[PYTHON] [PyTorch Tutorial ③] NEURAL NETWORKS

Introduction

This is the third installment of PyTorch Official Tutorial following Last time. This time, we will proceed with NEURAL NETWORKS.

Neural Networks

PyTorch builds neural networks using the torch.nn package. Model construction is defined by inheriting nn.Module. nn.Module implements a layer and a forward method that returns output. mnist.png

The picture above (flow) is a model that judges the numbers in the image. It takes an input (INPUT 32 x 32), passes through multiple layers, and outputs the result (0 to 9).

The dimensions of each layer change as follows. INPUT(32×32)⇒ C1(6×28×28)⇒ S2(6×14×14)⇒ C3(16×10×10)⇒ S4(6×5×5)⇒ F5(120)⇒ F6(84)⇒ OUTPUT(10)

The learning procedure of the neural network is as follows.

--Define a neural network --Enter the dataset -(Processing of input via network) --Calculate the loss --Reflect the gradient in the network parameters (error backpropagation) --Update network weights

Let's look at each.

Define the network

If you define the network in the picture above, it will be the following code.

import torch
import torch.nn as nn
import torch.nn.functional as F

class Net(nn.Module):

    def __init__(self):
        super(Net, self).__init__()
        # 1 input image channel, 6 output channels, 5x5 square convolution
        # kernel
        self.conv1 = nn.Conv2d(1, 6, 5)
        self.conv2 = nn.Conv2d(6, 16, 5)
        # an affine operation: y = Wx + b
        self.fc1 = nn.Linear(16 * 5 * 5, 120)
        self.fc2 = nn.Linear(120, 84)
        self.fc3 = nn.Linear(84, 10)

    def forward(self, x):
        # Max pooling over a (2, 2) window
        x = F.max_pool2d(F.relu(self.conv1(x)), (2, 2))
        # If the size is a square you can only specify a single number
        x = F.max_pool2d(F.relu(self.conv2(x)), 2)
        x = x.view(-1, self.num_flat_features(x))
        x = F.relu(self.fc1(x))
        x = F.relu(self.fc2(x))
        x = self.fc3(x)
        return x

    def num_flat_features(self, x):
        size = x.size()[1:]  # all dimensions except the batch dimension
        num_features = 1
        for s in size:
            num_features *= s
        return num_features

net = Net()
print(net)
Net(
  (conv1): Conv2d(1, 6, kernel_size=(5, 5), stride=(1, 1))
  (conv2): Conv2d(6, 16, kernel_size=(5, 5), stride=(1, 1))
  (fc1): Linear(in_features=400, out_features=120, bias=True)
  (fc2): Linear(in_features=120, out_features=84, bias=True)
  (fc3): Linear(in_features=84, out_features=10, bias=True)
)

Define each layer with init. torch.nn.Module repeats the calculation starting from the input layer, calculating the coefficients and weights, and passing them to the next layer. This is called forward propagation. torch.nn.Module is a "forward-propagating neural network". Write this forward propagation calculation in the forward method. The above code represents the content of the picture in code. Then, the calculation result of forward propagation can be obtained by the Module.parameters () method.

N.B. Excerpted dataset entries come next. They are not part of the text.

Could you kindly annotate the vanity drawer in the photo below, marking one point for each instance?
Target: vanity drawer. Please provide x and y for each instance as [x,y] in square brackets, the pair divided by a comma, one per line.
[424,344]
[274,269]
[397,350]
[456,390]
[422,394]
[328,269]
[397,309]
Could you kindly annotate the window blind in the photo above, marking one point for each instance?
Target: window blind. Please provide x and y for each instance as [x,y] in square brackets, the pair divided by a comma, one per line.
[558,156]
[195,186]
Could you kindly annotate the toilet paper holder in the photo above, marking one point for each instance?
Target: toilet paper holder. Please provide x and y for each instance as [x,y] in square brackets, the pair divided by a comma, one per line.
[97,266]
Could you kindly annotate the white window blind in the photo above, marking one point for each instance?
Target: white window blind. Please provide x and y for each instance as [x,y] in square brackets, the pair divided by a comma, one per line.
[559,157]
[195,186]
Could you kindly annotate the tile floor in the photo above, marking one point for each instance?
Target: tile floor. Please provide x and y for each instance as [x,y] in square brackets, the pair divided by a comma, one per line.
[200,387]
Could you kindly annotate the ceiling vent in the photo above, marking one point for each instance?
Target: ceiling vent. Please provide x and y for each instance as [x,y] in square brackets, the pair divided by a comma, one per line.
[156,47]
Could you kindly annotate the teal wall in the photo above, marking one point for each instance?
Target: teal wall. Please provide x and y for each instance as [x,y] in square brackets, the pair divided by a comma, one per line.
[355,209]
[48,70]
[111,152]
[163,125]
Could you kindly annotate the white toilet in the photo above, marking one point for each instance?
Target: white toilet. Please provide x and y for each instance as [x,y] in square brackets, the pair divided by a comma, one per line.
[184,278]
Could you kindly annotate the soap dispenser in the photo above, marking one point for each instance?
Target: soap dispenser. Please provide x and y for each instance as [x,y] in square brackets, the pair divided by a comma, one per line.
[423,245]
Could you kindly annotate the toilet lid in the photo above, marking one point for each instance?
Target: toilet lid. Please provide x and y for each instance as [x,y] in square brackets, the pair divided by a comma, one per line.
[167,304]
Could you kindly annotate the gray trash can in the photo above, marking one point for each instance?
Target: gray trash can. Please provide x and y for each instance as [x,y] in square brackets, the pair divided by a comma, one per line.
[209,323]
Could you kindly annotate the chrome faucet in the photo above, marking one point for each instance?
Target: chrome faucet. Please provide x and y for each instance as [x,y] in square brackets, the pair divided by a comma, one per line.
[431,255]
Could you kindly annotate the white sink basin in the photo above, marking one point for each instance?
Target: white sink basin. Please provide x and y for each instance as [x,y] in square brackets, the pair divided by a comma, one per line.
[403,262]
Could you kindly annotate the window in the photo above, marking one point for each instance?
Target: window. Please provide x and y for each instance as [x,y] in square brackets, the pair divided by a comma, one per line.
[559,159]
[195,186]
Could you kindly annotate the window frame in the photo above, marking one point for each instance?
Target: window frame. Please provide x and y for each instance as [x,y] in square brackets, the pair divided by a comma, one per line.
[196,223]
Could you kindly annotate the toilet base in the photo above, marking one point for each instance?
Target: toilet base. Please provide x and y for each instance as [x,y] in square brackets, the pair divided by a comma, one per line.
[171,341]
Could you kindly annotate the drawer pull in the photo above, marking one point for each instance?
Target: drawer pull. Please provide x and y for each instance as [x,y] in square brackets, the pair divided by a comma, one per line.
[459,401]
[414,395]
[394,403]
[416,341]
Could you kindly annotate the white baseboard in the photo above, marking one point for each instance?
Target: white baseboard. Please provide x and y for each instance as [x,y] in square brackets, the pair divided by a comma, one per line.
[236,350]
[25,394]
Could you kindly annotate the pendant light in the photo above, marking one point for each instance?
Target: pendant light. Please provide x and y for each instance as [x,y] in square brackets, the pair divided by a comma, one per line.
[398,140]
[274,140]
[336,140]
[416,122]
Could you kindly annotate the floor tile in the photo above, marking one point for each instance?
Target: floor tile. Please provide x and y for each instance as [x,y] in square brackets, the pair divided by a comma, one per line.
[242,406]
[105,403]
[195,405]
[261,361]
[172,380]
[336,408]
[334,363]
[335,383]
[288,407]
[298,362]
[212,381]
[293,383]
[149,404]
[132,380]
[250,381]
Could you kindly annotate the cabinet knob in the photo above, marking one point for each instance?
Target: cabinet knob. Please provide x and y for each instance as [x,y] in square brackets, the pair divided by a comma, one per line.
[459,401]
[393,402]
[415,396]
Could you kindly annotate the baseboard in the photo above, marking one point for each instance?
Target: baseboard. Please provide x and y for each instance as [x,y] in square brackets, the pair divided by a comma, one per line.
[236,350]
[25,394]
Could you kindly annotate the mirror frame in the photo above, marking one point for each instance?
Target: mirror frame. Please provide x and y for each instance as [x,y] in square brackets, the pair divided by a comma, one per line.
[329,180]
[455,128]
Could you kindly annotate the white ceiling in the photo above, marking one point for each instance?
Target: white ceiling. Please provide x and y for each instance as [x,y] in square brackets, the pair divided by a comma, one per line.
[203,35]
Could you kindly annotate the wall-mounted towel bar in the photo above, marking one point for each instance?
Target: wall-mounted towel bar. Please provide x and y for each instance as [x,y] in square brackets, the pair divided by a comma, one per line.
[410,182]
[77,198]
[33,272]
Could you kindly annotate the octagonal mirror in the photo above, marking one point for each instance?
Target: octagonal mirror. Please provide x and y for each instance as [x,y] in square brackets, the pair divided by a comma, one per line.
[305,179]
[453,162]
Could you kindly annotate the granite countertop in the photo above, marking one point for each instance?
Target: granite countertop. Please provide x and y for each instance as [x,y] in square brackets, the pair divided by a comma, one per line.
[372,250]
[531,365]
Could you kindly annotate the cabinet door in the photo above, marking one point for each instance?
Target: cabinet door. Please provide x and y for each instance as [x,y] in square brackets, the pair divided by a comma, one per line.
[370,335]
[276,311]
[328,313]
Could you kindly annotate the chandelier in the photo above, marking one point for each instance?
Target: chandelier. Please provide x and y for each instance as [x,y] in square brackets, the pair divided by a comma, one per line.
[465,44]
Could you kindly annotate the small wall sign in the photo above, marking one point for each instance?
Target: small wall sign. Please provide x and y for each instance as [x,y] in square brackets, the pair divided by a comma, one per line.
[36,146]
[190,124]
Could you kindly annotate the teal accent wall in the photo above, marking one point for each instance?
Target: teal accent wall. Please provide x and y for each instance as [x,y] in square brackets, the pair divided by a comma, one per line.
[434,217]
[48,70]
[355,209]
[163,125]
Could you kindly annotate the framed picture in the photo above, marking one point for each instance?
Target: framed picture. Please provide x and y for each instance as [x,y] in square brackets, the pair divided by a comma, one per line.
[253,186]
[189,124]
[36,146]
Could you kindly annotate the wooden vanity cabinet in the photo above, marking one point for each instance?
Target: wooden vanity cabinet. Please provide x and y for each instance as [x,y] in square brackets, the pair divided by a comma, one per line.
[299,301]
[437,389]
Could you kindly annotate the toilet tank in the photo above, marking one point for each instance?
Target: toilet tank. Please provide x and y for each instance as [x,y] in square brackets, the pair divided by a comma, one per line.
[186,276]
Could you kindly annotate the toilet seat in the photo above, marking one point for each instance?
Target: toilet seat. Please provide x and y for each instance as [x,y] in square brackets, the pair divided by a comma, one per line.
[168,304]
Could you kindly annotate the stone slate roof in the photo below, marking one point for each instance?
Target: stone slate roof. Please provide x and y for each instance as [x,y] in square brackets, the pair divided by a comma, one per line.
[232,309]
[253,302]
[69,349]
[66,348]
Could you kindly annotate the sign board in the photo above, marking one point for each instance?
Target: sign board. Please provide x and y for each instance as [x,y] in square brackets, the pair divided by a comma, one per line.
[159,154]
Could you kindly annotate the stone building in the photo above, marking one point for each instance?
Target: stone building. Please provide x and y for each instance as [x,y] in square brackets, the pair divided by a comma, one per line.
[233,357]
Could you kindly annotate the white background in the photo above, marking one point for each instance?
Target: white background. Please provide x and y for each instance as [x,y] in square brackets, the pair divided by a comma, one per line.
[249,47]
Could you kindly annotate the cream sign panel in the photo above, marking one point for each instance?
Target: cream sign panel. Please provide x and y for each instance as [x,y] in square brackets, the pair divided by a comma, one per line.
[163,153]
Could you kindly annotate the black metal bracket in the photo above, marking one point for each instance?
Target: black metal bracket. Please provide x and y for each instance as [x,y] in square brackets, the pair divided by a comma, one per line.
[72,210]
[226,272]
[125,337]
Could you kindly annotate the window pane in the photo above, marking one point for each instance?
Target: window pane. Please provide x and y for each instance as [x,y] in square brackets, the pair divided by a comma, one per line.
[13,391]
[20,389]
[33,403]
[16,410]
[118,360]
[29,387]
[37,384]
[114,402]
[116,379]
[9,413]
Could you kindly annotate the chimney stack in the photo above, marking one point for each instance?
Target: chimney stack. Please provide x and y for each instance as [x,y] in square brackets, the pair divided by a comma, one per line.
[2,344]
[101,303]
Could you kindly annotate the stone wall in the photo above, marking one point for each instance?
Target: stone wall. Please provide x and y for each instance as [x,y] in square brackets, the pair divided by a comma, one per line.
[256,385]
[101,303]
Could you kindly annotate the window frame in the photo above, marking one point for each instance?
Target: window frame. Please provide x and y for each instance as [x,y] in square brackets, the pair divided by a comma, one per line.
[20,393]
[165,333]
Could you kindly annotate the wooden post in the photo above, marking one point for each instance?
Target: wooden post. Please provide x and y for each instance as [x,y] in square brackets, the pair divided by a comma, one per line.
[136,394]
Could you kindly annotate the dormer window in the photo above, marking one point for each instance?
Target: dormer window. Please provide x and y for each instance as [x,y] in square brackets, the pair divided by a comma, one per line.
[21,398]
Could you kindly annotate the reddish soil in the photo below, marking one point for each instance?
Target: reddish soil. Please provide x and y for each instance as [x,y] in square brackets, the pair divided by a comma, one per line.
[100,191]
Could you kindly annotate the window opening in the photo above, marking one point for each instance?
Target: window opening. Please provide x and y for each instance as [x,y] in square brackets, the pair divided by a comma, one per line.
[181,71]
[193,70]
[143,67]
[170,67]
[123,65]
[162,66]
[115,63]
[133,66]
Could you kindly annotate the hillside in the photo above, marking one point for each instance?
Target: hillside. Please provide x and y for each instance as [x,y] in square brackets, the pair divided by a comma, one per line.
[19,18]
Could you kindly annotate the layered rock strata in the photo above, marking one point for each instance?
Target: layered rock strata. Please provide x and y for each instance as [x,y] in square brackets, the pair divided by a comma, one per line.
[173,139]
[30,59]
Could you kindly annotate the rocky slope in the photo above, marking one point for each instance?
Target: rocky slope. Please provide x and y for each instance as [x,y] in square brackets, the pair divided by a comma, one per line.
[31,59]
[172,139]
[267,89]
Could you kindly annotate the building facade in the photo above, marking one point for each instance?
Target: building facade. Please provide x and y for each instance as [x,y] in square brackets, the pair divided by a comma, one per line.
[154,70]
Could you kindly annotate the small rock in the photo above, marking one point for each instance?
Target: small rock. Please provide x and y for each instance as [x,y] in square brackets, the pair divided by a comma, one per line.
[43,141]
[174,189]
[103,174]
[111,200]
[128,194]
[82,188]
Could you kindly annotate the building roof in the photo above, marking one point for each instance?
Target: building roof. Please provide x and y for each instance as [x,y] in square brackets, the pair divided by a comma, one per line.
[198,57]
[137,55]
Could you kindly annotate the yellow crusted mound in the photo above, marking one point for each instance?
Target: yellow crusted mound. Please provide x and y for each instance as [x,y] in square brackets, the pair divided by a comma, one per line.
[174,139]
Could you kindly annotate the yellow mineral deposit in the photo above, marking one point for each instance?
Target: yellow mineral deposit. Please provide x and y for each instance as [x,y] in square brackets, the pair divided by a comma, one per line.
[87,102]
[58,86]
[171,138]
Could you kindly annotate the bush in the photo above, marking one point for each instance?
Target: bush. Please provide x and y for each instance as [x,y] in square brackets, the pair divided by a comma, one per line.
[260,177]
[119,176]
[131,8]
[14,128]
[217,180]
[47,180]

params = list(net.parameters())
print(len(params))
print(params[0].size())  # conv1's .weight
10
torch.Size([6, 1, 5, 5])

Enter the dataset

[[Autograd: Auto Differentiation](https://pytorch.org/tutorials/beginner/blitz/autograd_tutorial.html#sphx-glr-beginner] in Last time As we saw in -blitz-autograd-tutorial-py), neural networks can also calculate gradients. The gradient is calculated by inputting the input (32x32) suitable for the neural network defined as follows. (Although it is a little different from the sample code, "requires_grad = True" is added so that the gradient can be calculated.)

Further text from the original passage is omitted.